By contributor Jennifer Cox
Tucked away on a rural property just off the highway in Fanny Bay, Karen Fouracre and Jaki Ayton raise a rambunctious and joyful group of Toggenburg goats. As small-scale farmers, they take pride in the fact that they know their goats by name. Best friends since high school, they have been raising goats since they purchased this property together 18 years ago. The resourceful pair determined that co-ownership would help them realize their dreams faster, so they pooled their finances, bought a small farm on Holiday Rd, and haven’t looked back.
“It was Jaki who was huge into goats,” Fouracre says, “so we started breeding and showing, starting off with 16th and 17th place, and now we have grand champions.”
Feeding and caring for their goats is a labour of love, so when an opportunity arose to provide goat’s milk to Saltspring Island Cheese Company, they jumped at the chance to have their animals earn their keep. They formed Snap Dragon Dairy to meet a growing demand for goat’s milk, but when they found themselves with milk leftover they knew they had to develop a secondary business plan.
“Everyone was making cheese and some are making it really well,” says Fouracre. They didn’t want to compete with existing businesses on the Island.

In 2012, they launched Legato Gelato, crafting small-scale artisan gelato, hands-on through every step in the process. Demonstrating her morning milking routine, Fouracre jokes that dairy processing plants are only slightly more regulated than nuclear reactors.
“Everything is recorded,” she says. Intimate knowledge of the goats in her care helps ensure that Legato Gelato is made with 100 percent wholesome, natural ingredients. She knows what her goats have eaten for breakfast, and believes that their diet has a direct affect on the high quality gelato produced.
“I’ve raised them all from babies. I know their personalities, how much milk I can expect out of them. I know them intimately,” she says.

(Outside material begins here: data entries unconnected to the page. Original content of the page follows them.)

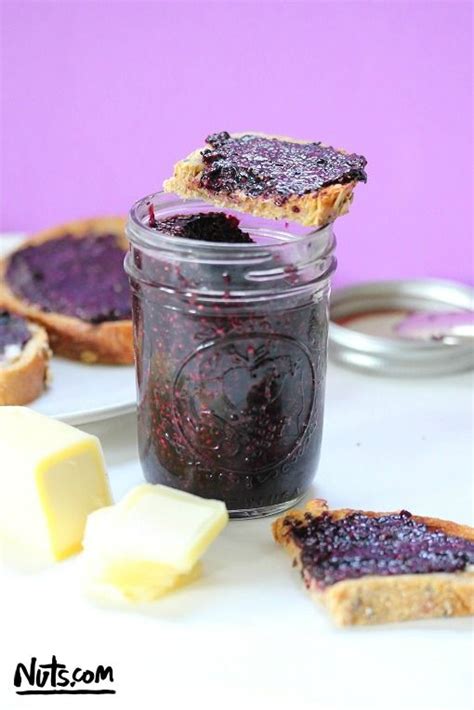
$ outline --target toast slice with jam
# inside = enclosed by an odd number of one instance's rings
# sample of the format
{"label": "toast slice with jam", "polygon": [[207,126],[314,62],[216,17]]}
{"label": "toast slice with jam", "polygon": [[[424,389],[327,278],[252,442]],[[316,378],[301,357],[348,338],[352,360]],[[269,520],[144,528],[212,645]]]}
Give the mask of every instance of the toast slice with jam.
{"label": "toast slice with jam", "polygon": [[29,404],[49,381],[44,328],[0,309],[0,405]]}
{"label": "toast slice with jam", "polygon": [[273,524],[314,600],[340,626],[474,614],[474,528],[402,510],[310,501]]}
{"label": "toast slice with jam", "polygon": [[366,159],[319,142],[226,131],[179,161],[166,192],[319,227],[349,210]]}
{"label": "toast slice with jam", "polygon": [[86,219],[28,239],[0,261],[0,307],[46,329],[54,353],[132,364],[125,220]]}

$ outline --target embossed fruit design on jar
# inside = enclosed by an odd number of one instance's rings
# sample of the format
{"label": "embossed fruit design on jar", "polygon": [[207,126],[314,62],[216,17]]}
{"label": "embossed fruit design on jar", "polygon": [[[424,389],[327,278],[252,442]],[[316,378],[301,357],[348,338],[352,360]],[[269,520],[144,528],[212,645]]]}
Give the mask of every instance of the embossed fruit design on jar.
{"label": "embossed fruit design on jar", "polygon": [[159,193],[127,232],[146,479],[224,500],[233,517],[290,507],[321,446],[331,226]]}

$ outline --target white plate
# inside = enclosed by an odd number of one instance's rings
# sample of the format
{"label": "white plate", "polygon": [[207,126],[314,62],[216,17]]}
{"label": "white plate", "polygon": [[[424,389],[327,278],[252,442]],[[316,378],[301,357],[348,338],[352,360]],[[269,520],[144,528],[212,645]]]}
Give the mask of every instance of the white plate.
{"label": "white plate", "polygon": [[50,388],[30,406],[69,424],[109,419],[135,409],[135,370],[124,365],[82,365],[53,357]]}
{"label": "white plate", "polygon": [[[0,258],[17,246],[21,235],[0,235]],[[51,387],[30,406],[69,424],[108,419],[135,409],[135,368],[85,365],[53,357]]]}

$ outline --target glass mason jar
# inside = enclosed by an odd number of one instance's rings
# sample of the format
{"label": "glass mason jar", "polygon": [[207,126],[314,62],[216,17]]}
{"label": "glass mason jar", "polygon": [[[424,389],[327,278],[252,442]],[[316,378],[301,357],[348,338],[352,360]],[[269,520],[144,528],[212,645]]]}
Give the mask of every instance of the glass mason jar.
{"label": "glass mason jar", "polygon": [[158,193],[128,220],[145,478],[221,499],[235,518],[285,510],[319,460],[332,226],[234,213],[255,243],[209,243],[151,228],[151,209],[216,211]]}

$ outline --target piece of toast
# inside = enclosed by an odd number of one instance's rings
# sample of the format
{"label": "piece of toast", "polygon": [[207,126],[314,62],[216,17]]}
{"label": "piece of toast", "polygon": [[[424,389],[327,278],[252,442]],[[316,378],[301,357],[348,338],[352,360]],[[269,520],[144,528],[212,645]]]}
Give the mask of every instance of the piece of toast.
{"label": "piece of toast", "polygon": [[[58,239],[65,234],[87,237],[91,233],[107,233],[117,235],[117,241],[123,246],[125,255],[128,245],[124,227],[125,219],[122,217],[98,217],[68,222],[36,234],[19,249]],[[61,313],[43,311],[18,298],[11,291],[4,278],[8,259],[9,257],[0,260],[0,305],[46,328],[54,353],[85,363],[133,364],[131,319],[94,324]]]}
{"label": "piece of toast", "polygon": [[51,350],[48,335],[36,323],[28,323],[31,338],[11,364],[0,365],[0,405],[29,404],[49,383]]}
{"label": "piece of toast", "polygon": [[[292,537],[294,524],[305,525],[308,519],[328,513],[333,520],[352,513],[379,518],[390,513],[329,510],[326,501],[310,501],[304,510],[294,510],[273,523],[273,536],[293,558],[306,587],[314,600],[322,603],[339,626],[380,624],[410,619],[474,614],[474,569],[460,572],[430,572],[421,574],[366,575],[344,579],[325,588],[305,570],[301,548]],[[412,516],[430,530],[474,541],[474,528],[437,518]]]}
{"label": "piece of toast", "polygon": [[[230,138],[240,138],[247,135],[297,144],[313,142],[254,131],[232,133]],[[174,192],[184,198],[201,198],[218,207],[236,209],[258,217],[284,219],[314,227],[332,222],[336,217],[346,214],[349,210],[357,180],[327,185],[302,195],[292,194],[284,201],[279,200],[277,195],[251,196],[242,189],[231,193],[208,190],[201,184],[201,177],[205,169],[202,151],[206,148],[209,148],[209,144],[194,150],[184,160],[176,163],[173,176],[163,183],[165,192]],[[343,150],[335,152],[345,154]]]}

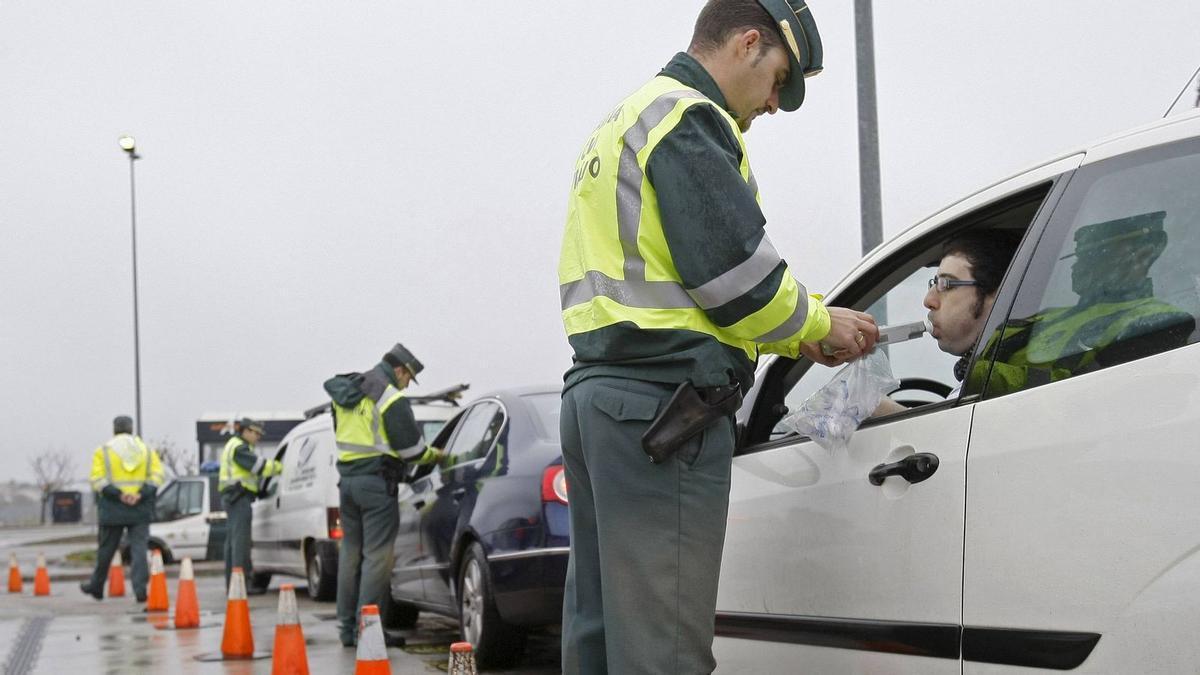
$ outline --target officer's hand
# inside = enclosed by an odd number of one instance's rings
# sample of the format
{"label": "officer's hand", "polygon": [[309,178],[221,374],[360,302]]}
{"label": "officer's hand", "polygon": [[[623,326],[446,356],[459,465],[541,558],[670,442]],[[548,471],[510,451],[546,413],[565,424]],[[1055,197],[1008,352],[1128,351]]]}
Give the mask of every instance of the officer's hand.
{"label": "officer's hand", "polygon": [[[845,307],[830,307],[829,335],[821,342],[825,343],[831,354],[825,354],[820,344],[809,345],[802,349],[805,356],[817,363],[827,366],[838,365],[853,361],[864,354],[871,353],[875,342],[879,339],[879,326],[875,325],[875,317],[866,312],[858,312]],[[816,347],[812,349],[811,347]]]}

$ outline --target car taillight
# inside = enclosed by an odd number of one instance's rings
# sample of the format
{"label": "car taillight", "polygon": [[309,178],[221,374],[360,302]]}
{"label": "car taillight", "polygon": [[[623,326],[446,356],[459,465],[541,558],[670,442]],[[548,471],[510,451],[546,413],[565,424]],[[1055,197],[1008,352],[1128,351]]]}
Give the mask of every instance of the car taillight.
{"label": "car taillight", "polygon": [[542,501],[567,503],[567,472],[561,464],[542,472]]}
{"label": "car taillight", "polygon": [[342,538],[342,514],[336,506],[325,509],[325,519],[329,523],[329,538]]}

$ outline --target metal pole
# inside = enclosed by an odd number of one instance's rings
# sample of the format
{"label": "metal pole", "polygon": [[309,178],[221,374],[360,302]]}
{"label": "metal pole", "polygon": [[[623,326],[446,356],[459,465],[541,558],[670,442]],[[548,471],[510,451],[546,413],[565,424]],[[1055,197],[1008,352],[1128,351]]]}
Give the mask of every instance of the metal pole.
{"label": "metal pole", "polygon": [[871,0],[854,1],[858,45],[858,188],[862,216],[862,252],[883,242],[883,206],[879,182],[879,118],[875,106],[875,30]]}
{"label": "metal pole", "polygon": [[136,399],[137,434],[142,435],[142,349],[138,325],[138,275],[137,275],[137,195],[134,188],[133,163],[138,156],[129,153],[129,232],[133,246],[133,391]]}

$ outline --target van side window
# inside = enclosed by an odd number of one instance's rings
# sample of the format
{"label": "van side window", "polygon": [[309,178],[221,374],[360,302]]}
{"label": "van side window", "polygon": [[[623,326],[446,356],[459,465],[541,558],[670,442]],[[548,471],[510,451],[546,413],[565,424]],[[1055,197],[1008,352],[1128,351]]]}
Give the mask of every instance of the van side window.
{"label": "van side window", "polygon": [[194,516],[204,512],[204,483],[189,480],[179,487],[179,514]]}
{"label": "van side window", "polygon": [[994,397],[1195,342],[1200,141],[1079,170],[972,378]]}
{"label": "van side window", "polygon": [[154,500],[154,520],[160,523],[179,518],[179,481],[171,481]]}

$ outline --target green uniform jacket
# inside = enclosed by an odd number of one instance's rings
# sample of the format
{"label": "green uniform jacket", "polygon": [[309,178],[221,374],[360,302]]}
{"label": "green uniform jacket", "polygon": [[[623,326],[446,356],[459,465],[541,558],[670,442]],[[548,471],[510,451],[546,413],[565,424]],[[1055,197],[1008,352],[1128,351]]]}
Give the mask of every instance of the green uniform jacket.
{"label": "green uniform jacket", "polygon": [[[365,373],[345,373],[331,377],[325,381],[325,392],[338,405],[353,408],[363,397],[371,396],[377,400],[388,384],[397,388],[400,386],[392,367],[381,361]],[[333,419],[336,433],[337,416],[334,415]],[[387,431],[388,445],[393,450],[410,448],[421,440],[421,428],[417,426],[412,403],[407,398],[401,398],[384,411],[383,426]],[[397,461],[390,458],[389,460]],[[383,462],[383,457],[372,457],[356,462],[338,462],[337,468],[343,476],[371,476],[379,473]]]}

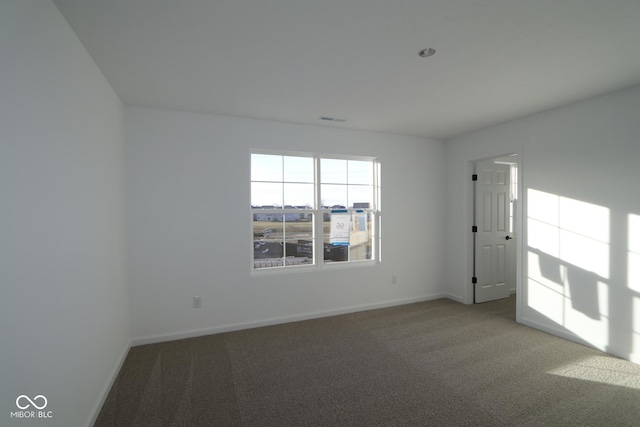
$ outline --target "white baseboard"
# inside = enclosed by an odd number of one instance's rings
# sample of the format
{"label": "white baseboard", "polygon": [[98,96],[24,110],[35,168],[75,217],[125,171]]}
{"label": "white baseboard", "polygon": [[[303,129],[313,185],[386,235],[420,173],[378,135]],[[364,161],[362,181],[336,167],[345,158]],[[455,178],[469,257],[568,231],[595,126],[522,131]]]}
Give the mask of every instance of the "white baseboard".
{"label": "white baseboard", "polygon": [[585,341],[584,339],[578,337],[577,335],[572,334],[571,332],[568,332],[566,330],[562,330],[562,329],[556,329],[556,328],[551,328],[547,325],[543,325],[541,323],[535,322],[533,320],[530,319],[526,319],[526,318],[522,318],[521,322],[523,325],[525,326],[530,326],[534,329],[538,329],[542,332],[546,332],[550,335],[554,335],[556,337],[559,338],[563,338],[566,339],[568,341],[573,341],[575,343],[584,345],[585,347],[591,347],[594,348],[596,350],[600,350],[603,353],[607,353],[611,356],[614,357],[619,357],[620,359],[624,359],[624,360],[628,360],[630,362],[633,363],[637,363],[640,364],[640,353],[623,353],[620,351],[617,351],[615,349],[612,349],[609,347],[608,343],[593,343],[593,342],[588,342]]}
{"label": "white baseboard", "polygon": [[184,332],[150,335],[146,337],[134,338],[131,341],[131,346],[135,347],[138,345],[155,344],[155,343],[160,343],[165,341],[174,341],[174,340],[180,340],[185,338],[200,337],[204,335],[214,335],[214,334],[220,334],[224,332],[240,331],[243,329],[259,328],[262,326],[272,326],[272,325],[278,325],[282,323],[298,322],[301,320],[318,319],[321,317],[329,317],[329,316],[338,316],[340,314],[356,313],[359,311],[394,307],[397,305],[431,301],[439,298],[450,298],[450,296],[447,294],[424,295],[421,297],[404,298],[404,299],[385,301],[385,302],[375,303],[375,304],[355,305],[355,306],[344,307],[344,308],[333,309],[333,310],[323,310],[323,311],[316,311],[311,313],[297,314],[293,316],[274,317],[270,319],[258,320],[253,322],[234,323],[229,325],[216,326],[213,328],[193,329],[193,330],[184,331]]}
{"label": "white baseboard", "polygon": [[449,298],[451,301],[459,302],[460,304],[465,304],[464,298],[459,295],[446,294],[443,298]]}
{"label": "white baseboard", "polygon": [[124,364],[124,361],[127,358],[127,354],[129,354],[130,348],[131,348],[131,342],[129,342],[129,344],[125,346],[124,350],[122,351],[122,354],[118,358],[118,361],[116,362],[115,366],[109,373],[109,379],[107,383],[102,389],[102,392],[98,397],[98,400],[93,405],[91,412],[89,412],[89,417],[87,418],[87,422],[85,423],[86,427],[92,427],[96,423],[96,420],[98,419],[98,415],[100,415],[100,411],[102,410],[102,406],[104,405],[104,402],[107,400],[107,396],[111,391],[111,387],[113,386],[113,383],[116,381],[116,378],[118,377],[118,373],[120,373],[120,369],[122,369],[122,365]]}
{"label": "white baseboard", "polygon": [[533,329],[537,329],[539,331],[546,332],[547,334],[554,335],[554,336],[559,337],[559,338],[563,338],[565,340],[573,341],[575,343],[582,344],[582,345],[587,346],[587,347],[595,348],[597,350],[602,350],[601,348],[598,348],[596,345],[590,344],[590,343],[580,339],[580,337],[578,337],[577,335],[574,335],[574,334],[572,334],[572,333],[570,333],[568,331],[564,331],[562,329],[551,328],[551,327],[549,327],[547,325],[543,325],[542,323],[538,323],[536,321],[533,321],[533,320],[530,320],[530,319],[527,319],[527,318],[522,318],[520,323],[522,323],[525,326],[529,326],[529,327],[531,327]]}

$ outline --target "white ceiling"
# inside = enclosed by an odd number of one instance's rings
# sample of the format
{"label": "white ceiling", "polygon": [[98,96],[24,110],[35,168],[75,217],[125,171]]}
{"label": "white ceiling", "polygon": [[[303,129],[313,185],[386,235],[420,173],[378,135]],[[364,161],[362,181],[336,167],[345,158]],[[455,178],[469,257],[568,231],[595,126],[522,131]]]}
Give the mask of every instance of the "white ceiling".
{"label": "white ceiling", "polygon": [[54,2],[127,105],[445,139],[640,83],[640,0]]}

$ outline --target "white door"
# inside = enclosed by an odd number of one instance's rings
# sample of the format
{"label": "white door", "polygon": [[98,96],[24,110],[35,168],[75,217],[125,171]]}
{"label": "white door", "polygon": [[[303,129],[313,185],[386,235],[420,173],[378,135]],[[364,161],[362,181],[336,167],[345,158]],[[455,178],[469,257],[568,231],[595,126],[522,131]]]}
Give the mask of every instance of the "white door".
{"label": "white door", "polygon": [[475,302],[486,302],[510,294],[509,273],[514,271],[507,262],[508,251],[513,249],[509,233],[511,169],[505,164],[478,162],[476,175],[474,295]]}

They milk the goats twice a day until they have 30 litres of milk. Then they transport it to the Canadian Cultured Dairy Plant in Royston (the home of Tree Island Yogurt), where the milk is pasteurized.
The pasteurized goat’s milk is mixed with Legato Gelato’s secret recipe that includes organic eggs, organic sugar, and organic cornstarch. The batch is cooked for several hours, forming a rich, flavourful custard that’s ready to mix with a coulis of fresh fruit. All the berries, of course, are sourced from local farms.
Legato Gelato is processed in a commercial kitchen at Lush Valley, a community kitchen that’s shared with other local food producers as part of a shared vision, promoting the production of local food. The kitchen is an ideal space for small-scale food production, and Fouracre appreciates having access to it. As business grows, she hopes that more people will become open to trying goat’s milk.

“Some people have a built-in negative attitude towards goat’s milk. My mother has never had goat’s milk in her life, but she knows it tastes bad. She won’t even try it,” says Fouracre as she puts together samples to share. Once people have tried gelato they are able to see the flavour difference firsthand, and better understand its value.
“Gelato is much denser than ice cream, and because we are only using real food, our flavour is more intense,” she says.
“Most ice creams, if you read the ingredients, are not even made with real dairy anymore. They are made with emulsifiers and preservatives. Our gelato has none of that. We’re using real food from start to finish. And because we’re raising the goats we know exactly what they’re eating.”
Knowing where their food comes from is important to Fouracre and Ayton. They joke that when the hundred-mile diet was popular, they were following the one-mile diet, purchasing their food from neighbouring farms and vendors at the farmer’s market. They share the same philosophy on eating local: “It’s important for our community and important for our health.”